Sexual health charities warned that allowing parents to opt out, even if it involved only a small number, was an infringement of young people’s rights. Julie Bentley, chief executive of fpa, formerly the Family Planning Association, said that while religion and sex education were not incompatible, schools should not be allowed to interpret the report “to mean they can tell young people, for example, that contraception isn’t a matter of choice – it is simply wrong”.
She added: “We would like further assurances that when SRE becomes statutory, all schools will teach it responsibly, ethically and factually as a core subject.”
Simon Blake, national director of the sexual health charity Brook, said: “Young people need to understand the law – that you can get contraception, that you can have an abortion – and understand the health benefits of practising safer sex. It would not be right for anyone to tell them that this is wrong, but it is OK for them to be told that some people believe it is wrong.”

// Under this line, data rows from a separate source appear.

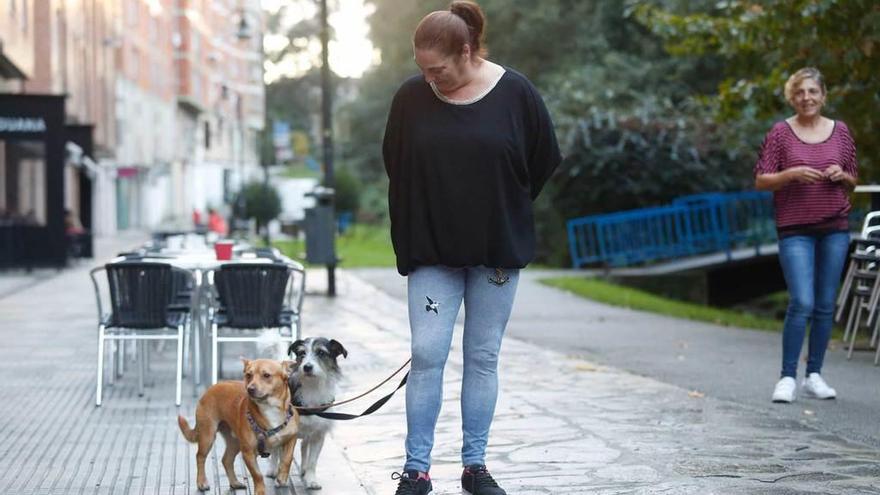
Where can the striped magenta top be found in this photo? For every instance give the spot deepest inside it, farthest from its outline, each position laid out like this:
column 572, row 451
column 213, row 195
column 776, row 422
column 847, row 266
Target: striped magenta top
column 822, row 205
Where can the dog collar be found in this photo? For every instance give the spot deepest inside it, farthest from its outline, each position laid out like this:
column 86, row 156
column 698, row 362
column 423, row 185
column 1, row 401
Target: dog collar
column 308, row 411
column 262, row 434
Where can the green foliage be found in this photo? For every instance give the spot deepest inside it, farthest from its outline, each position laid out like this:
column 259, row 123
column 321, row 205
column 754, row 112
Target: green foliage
column 762, row 43
column 348, row 191
column 259, row 201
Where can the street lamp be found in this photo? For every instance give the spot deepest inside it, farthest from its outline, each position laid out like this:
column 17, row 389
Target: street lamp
column 327, row 135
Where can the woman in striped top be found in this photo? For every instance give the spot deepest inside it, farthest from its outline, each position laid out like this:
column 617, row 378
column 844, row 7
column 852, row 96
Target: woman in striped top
column 809, row 162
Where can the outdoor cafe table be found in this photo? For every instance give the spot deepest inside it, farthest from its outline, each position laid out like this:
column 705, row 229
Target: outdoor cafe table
column 199, row 262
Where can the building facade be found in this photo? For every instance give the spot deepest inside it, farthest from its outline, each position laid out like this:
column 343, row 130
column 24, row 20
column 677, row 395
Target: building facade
column 161, row 103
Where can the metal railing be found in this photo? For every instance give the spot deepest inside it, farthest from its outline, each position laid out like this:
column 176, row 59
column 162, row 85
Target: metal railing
column 691, row 225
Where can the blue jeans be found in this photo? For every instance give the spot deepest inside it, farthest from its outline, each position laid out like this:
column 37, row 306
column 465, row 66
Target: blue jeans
column 812, row 265
column 435, row 296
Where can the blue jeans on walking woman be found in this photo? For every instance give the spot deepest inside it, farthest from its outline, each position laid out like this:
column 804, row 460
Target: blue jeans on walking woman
column 435, row 296
column 812, row 265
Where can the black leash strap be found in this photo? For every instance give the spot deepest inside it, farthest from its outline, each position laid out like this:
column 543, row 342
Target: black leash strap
column 370, row 410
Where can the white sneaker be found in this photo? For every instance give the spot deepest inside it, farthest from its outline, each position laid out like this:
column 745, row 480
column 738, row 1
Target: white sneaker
column 815, row 386
column 785, row 390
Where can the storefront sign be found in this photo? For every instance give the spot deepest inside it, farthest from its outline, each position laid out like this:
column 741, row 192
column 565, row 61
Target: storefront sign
column 22, row 124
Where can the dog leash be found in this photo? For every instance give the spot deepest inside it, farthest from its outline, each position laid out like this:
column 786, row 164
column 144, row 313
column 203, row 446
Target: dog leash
column 320, row 410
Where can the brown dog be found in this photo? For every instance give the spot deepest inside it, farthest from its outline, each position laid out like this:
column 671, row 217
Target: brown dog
column 253, row 416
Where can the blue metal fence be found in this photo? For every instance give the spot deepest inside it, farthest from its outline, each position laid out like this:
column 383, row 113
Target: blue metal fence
column 691, row 225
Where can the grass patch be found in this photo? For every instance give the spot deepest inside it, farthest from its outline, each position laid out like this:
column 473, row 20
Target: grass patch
column 362, row 246
column 616, row 295
column 300, row 171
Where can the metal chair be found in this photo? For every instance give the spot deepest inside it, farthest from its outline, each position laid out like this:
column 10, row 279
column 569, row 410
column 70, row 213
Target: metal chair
column 255, row 296
column 143, row 306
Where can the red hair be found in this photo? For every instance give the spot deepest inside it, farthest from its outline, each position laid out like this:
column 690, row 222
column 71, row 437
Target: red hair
column 449, row 30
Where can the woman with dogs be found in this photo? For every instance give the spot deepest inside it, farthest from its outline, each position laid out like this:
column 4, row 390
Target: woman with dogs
column 809, row 162
column 468, row 146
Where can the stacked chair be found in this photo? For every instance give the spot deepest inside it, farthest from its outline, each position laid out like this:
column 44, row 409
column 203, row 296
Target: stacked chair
column 859, row 296
column 148, row 301
column 254, row 300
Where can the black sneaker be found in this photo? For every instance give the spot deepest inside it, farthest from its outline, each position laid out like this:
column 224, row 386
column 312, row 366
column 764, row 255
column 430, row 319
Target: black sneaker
column 476, row 480
column 412, row 483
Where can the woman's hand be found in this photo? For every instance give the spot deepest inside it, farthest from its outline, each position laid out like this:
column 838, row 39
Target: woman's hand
column 834, row 173
column 806, row 175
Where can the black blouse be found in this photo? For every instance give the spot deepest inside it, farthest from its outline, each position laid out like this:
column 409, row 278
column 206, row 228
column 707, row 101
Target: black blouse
column 463, row 176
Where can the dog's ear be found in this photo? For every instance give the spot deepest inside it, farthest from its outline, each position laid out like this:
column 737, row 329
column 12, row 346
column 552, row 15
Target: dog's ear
column 289, row 367
column 336, row 349
column 291, row 350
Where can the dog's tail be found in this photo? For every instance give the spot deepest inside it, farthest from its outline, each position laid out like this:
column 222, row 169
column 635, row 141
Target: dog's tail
column 188, row 433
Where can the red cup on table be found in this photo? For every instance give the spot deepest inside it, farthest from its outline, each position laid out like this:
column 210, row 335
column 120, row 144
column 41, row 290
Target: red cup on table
column 223, row 250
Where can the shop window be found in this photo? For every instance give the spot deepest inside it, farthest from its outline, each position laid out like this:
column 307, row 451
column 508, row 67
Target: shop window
column 23, row 198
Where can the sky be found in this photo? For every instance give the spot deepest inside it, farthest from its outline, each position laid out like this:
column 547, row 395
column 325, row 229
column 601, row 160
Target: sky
column 351, row 53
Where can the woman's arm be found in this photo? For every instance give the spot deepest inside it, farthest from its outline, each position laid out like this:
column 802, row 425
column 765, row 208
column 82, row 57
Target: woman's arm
column 777, row 180
column 836, row 174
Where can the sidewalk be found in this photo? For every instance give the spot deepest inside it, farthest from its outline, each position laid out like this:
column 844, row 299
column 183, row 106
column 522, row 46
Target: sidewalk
column 567, row 426
column 563, row 425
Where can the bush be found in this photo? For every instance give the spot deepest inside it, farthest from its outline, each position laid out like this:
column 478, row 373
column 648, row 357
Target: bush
column 348, row 190
column 259, row 201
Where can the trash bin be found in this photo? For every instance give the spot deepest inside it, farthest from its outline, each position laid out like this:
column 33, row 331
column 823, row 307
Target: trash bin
column 320, row 226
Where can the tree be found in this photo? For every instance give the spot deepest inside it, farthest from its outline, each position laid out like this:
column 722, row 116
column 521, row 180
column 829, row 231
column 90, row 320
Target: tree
column 621, row 104
column 762, row 43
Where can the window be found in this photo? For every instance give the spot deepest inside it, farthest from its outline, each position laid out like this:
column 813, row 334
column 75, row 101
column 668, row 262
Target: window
column 24, row 198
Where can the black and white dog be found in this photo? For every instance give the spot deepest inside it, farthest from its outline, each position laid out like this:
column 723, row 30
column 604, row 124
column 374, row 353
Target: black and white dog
column 314, row 384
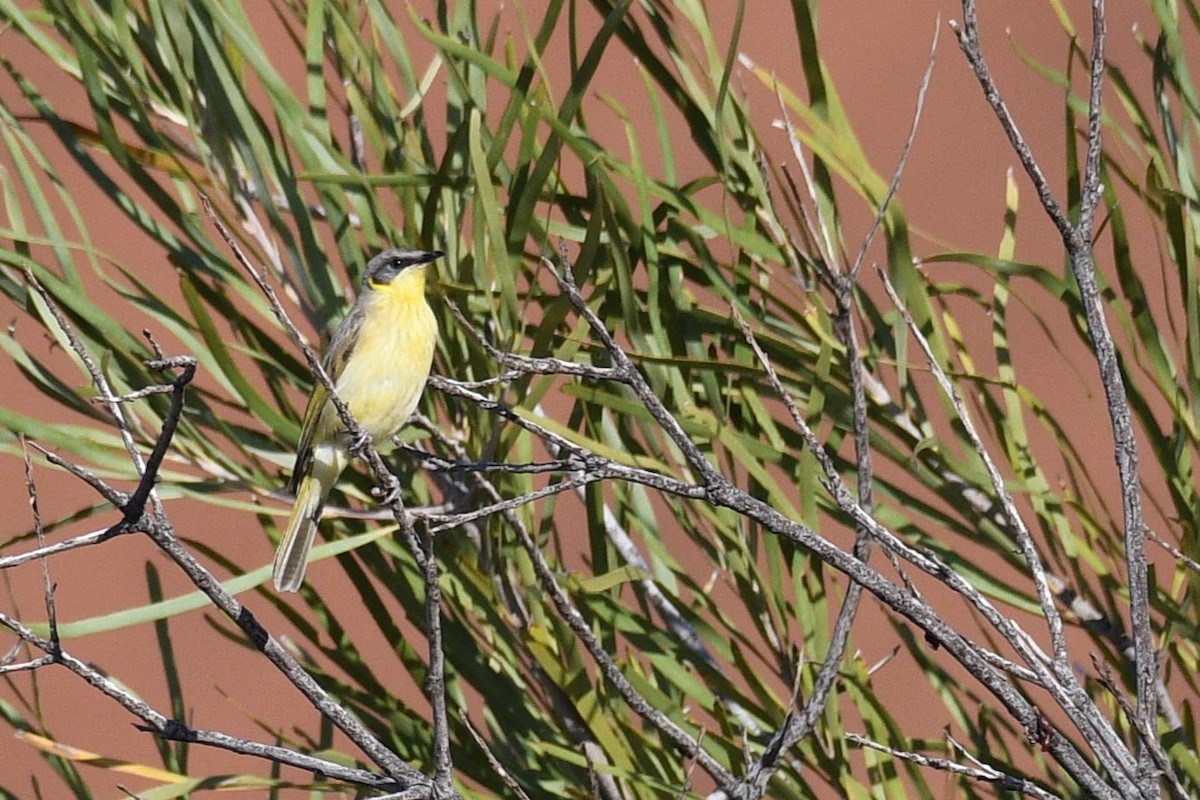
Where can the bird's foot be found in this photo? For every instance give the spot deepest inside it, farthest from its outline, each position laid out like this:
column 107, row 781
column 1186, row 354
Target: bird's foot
column 387, row 494
column 359, row 440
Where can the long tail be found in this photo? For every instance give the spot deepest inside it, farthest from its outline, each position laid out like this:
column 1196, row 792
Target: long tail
column 292, row 557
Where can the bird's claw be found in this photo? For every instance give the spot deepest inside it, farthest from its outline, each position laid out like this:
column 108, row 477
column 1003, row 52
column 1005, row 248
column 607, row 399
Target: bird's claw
column 358, row 441
column 387, row 497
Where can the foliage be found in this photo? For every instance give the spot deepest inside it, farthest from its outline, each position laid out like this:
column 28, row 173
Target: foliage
column 454, row 132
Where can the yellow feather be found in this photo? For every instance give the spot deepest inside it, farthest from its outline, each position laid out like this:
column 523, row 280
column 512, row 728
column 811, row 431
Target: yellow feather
column 378, row 360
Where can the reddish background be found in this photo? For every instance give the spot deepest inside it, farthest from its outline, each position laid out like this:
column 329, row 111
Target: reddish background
column 952, row 192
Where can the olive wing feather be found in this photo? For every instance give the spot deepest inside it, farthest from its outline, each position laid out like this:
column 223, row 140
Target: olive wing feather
column 317, row 414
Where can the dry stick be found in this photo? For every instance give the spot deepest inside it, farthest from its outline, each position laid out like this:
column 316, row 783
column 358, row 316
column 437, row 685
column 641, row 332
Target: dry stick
column 581, row 629
column 804, row 722
column 52, row 615
column 717, row 489
column 604, row 786
column 672, row 618
column 1080, row 708
column 983, row 773
column 1078, row 242
column 97, row 377
column 1162, row 762
column 492, row 761
column 173, row 729
column 1012, row 515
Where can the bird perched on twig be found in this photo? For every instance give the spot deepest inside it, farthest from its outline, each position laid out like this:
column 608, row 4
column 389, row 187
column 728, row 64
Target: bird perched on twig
column 378, row 361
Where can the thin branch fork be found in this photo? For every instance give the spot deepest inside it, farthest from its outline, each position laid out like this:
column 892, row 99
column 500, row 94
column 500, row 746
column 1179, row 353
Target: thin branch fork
column 1077, row 240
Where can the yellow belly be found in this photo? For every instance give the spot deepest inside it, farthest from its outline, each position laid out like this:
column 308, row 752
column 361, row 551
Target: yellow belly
column 384, row 378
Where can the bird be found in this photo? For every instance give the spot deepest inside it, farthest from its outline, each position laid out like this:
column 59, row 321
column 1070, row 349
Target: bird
column 378, row 361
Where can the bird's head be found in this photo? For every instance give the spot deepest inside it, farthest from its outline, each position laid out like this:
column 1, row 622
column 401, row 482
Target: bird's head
column 391, row 264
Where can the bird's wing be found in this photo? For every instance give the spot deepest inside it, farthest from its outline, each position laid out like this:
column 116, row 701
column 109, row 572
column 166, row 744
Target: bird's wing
column 317, row 425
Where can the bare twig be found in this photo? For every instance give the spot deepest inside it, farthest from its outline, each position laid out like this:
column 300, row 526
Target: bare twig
column 1077, row 240
column 983, row 773
column 173, row 729
column 97, row 377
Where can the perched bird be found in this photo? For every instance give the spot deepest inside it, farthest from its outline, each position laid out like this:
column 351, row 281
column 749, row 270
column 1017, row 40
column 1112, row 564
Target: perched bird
column 378, row 360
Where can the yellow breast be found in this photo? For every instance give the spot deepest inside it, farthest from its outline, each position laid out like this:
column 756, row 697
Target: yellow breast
column 384, row 378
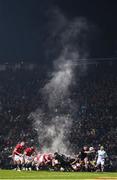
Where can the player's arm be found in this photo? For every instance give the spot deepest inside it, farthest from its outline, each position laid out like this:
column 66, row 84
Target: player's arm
column 16, row 152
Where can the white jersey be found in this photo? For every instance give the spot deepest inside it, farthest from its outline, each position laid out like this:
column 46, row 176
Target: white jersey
column 102, row 154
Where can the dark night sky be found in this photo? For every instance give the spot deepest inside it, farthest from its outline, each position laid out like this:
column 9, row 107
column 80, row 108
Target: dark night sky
column 23, row 24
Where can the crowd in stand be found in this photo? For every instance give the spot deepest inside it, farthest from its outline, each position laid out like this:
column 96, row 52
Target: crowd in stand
column 95, row 96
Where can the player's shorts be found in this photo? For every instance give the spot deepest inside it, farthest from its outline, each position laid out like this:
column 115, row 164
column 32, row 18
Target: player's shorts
column 28, row 159
column 100, row 161
column 18, row 158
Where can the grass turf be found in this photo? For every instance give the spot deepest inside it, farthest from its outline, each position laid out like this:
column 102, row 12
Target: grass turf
column 34, row 175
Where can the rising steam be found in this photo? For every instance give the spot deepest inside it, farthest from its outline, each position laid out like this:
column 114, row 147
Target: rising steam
column 53, row 120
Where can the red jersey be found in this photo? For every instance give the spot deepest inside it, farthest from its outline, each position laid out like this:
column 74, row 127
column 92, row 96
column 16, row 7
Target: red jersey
column 29, row 151
column 18, row 149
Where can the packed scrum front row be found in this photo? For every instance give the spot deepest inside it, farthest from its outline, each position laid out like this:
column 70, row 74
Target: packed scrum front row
column 89, row 159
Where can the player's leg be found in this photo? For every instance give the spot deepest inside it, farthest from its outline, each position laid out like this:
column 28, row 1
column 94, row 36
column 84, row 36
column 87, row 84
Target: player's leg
column 102, row 165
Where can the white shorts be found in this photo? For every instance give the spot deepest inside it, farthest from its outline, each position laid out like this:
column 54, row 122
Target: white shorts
column 28, row 159
column 18, row 158
column 100, row 161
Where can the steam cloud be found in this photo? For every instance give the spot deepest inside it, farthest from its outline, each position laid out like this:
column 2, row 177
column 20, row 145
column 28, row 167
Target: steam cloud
column 53, row 120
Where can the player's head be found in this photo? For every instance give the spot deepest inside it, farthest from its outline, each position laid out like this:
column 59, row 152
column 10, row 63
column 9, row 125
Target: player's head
column 85, row 148
column 33, row 147
column 22, row 143
column 101, row 147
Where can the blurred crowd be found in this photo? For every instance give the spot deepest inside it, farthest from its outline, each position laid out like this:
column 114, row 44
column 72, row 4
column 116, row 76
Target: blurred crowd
column 95, row 94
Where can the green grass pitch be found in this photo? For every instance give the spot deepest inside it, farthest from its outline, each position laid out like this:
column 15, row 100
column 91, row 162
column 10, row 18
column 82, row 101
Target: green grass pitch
column 34, row 175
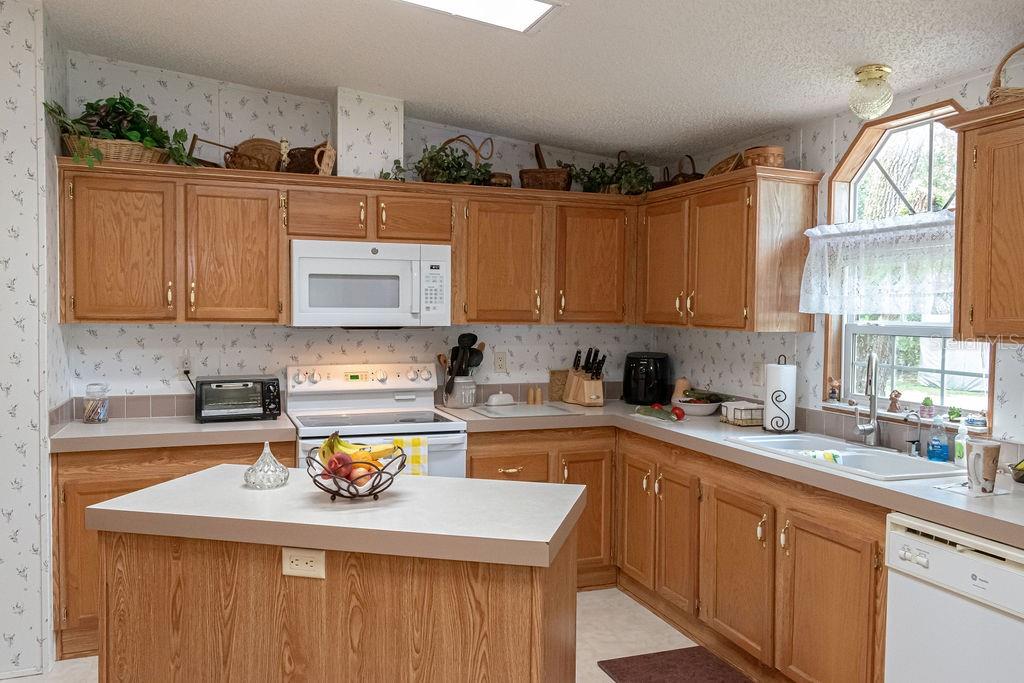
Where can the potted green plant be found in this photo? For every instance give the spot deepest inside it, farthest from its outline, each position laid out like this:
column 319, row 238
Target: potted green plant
column 121, row 129
column 448, row 164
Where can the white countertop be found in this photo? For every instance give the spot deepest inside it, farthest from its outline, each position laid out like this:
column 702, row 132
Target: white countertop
column 167, row 432
column 481, row 520
column 996, row 517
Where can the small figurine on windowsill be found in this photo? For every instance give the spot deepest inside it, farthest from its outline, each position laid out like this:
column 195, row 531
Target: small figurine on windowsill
column 894, row 397
column 833, row 389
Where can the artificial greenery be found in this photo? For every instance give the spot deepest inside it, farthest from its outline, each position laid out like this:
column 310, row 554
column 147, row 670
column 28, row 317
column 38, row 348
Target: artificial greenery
column 397, row 172
column 449, row 164
column 118, row 118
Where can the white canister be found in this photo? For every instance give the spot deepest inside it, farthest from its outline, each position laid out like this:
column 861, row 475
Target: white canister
column 780, row 396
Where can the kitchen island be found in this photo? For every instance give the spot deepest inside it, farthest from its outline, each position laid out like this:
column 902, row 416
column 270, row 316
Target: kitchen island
column 441, row 579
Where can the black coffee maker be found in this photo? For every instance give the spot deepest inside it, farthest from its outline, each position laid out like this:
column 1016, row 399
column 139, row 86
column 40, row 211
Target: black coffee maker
column 647, row 378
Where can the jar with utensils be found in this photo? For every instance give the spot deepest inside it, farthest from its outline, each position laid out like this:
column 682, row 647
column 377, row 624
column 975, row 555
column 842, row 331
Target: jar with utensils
column 96, row 402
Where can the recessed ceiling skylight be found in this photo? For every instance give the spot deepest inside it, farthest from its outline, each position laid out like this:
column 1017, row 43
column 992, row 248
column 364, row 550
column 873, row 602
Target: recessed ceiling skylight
column 515, row 14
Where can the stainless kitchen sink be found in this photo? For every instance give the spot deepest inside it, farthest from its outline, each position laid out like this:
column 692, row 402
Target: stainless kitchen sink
column 882, row 464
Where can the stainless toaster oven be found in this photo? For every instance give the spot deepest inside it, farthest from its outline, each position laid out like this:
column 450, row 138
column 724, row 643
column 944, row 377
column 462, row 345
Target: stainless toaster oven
column 226, row 398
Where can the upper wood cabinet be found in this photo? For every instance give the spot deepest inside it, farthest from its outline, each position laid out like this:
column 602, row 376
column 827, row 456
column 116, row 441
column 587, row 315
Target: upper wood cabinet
column 414, row 217
column 119, row 249
column 503, row 248
column 326, row 213
column 989, row 221
column 590, row 264
column 663, row 262
column 233, row 246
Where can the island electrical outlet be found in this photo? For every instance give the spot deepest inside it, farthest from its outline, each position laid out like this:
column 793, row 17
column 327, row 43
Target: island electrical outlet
column 303, row 562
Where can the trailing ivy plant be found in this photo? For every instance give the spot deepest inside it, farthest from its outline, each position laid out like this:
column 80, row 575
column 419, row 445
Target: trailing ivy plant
column 451, row 165
column 118, row 118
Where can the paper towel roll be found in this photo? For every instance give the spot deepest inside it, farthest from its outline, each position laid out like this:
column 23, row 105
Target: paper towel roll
column 780, row 397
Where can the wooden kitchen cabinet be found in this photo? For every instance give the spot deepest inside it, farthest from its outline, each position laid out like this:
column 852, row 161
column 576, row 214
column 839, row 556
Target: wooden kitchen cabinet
column 81, row 479
column 825, row 600
column 989, row 221
column 323, row 213
column 737, row 567
column 720, row 241
column 663, row 262
column 233, row 238
column 590, row 264
column 504, row 242
column 119, row 249
column 414, row 217
column 677, row 536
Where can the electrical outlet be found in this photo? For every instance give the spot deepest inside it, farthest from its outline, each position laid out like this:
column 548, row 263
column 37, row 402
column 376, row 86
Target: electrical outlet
column 759, row 374
column 302, row 562
column 502, row 361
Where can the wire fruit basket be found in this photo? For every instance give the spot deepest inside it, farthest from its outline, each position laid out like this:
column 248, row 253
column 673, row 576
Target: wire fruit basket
column 371, row 484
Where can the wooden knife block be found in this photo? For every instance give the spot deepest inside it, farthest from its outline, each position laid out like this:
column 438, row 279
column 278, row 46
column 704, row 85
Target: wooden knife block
column 582, row 390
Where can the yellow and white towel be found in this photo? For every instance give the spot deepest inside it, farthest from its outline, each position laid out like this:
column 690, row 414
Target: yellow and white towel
column 416, row 453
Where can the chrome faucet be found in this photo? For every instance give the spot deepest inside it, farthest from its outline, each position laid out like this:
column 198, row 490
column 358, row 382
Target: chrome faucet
column 869, row 430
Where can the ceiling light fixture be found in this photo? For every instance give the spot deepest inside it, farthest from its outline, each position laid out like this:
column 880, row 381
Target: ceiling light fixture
column 871, row 95
column 515, row 14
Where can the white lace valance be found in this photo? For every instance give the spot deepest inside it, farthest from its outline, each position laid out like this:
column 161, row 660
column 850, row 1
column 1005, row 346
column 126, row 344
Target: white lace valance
column 903, row 264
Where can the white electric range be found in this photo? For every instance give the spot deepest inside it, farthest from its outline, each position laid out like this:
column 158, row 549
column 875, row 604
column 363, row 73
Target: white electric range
column 374, row 403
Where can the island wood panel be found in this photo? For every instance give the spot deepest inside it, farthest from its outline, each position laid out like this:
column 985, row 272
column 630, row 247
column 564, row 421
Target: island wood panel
column 503, row 262
column 233, row 238
column 228, row 613
column 720, row 254
column 662, row 263
column 85, row 478
column 414, row 217
column 590, row 264
column 119, row 249
column 327, row 213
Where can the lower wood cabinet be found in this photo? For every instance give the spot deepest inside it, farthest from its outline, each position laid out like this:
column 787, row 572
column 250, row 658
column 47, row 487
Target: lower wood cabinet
column 81, row 479
column 567, row 456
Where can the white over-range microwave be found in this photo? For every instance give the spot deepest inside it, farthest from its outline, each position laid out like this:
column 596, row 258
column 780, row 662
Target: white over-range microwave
column 370, row 284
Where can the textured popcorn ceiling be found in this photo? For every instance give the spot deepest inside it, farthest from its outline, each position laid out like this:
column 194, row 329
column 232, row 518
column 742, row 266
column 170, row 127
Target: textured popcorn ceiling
column 658, row 77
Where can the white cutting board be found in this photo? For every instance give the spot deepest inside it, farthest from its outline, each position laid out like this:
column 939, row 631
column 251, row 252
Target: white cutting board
column 521, row 411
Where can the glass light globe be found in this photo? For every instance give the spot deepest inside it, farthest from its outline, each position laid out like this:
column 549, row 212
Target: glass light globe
column 871, row 95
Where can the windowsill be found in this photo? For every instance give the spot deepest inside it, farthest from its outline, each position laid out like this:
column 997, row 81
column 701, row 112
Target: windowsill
column 898, row 418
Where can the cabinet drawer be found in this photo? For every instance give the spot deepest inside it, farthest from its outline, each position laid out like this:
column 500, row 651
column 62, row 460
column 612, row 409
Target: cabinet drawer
column 519, row 467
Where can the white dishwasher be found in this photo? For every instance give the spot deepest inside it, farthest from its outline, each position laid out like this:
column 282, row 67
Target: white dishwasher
column 954, row 605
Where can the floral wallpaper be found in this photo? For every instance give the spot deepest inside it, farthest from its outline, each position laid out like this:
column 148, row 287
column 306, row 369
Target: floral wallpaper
column 146, row 358
column 370, row 132
column 225, row 113
column 25, row 268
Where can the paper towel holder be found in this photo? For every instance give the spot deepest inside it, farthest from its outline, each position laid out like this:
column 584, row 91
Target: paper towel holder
column 782, row 422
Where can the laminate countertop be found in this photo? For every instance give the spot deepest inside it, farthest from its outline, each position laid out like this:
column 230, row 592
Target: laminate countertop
column 996, row 517
column 478, row 520
column 124, row 433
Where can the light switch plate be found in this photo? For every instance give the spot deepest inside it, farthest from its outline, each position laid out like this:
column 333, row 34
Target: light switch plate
column 303, row 562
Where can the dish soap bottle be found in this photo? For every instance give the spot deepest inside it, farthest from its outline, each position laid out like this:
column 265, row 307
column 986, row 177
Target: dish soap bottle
column 938, row 446
column 960, row 445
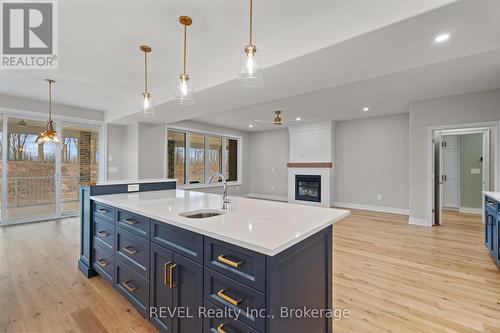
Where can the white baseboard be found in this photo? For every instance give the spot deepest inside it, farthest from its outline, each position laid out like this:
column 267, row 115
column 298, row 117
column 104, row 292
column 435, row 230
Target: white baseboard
column 469, row 210
column 419, row 221
column 265, row 196
column 382, row 209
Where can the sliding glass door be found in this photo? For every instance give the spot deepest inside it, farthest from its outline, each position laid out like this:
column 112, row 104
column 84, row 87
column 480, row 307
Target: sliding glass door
column 40, row 182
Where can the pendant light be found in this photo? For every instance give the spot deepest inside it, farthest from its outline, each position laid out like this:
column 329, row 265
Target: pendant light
column 250, row 73
column 184, row 94
column 49, row 135
column 146, row 102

The Catholic Education Service for England and Wales welcomed the opt-out. “This is a crucial right in a community where parents are the first educators of their children, because parents are responsible for bringing up their children, and not the State,” it said.
Ed Balls, the Schools Secretary, accepted Sir Alasdair’s review, subject to a four-month consultation that will look again at the content of SRE lessons, but told MPs that he would keep the right of nonacceptance under review.
Sir Alasdair said that making PSHE compulsory would help the quality of teaching. “There is probably greater variability in teaching and learning in this subject than in most other subjects,” he said.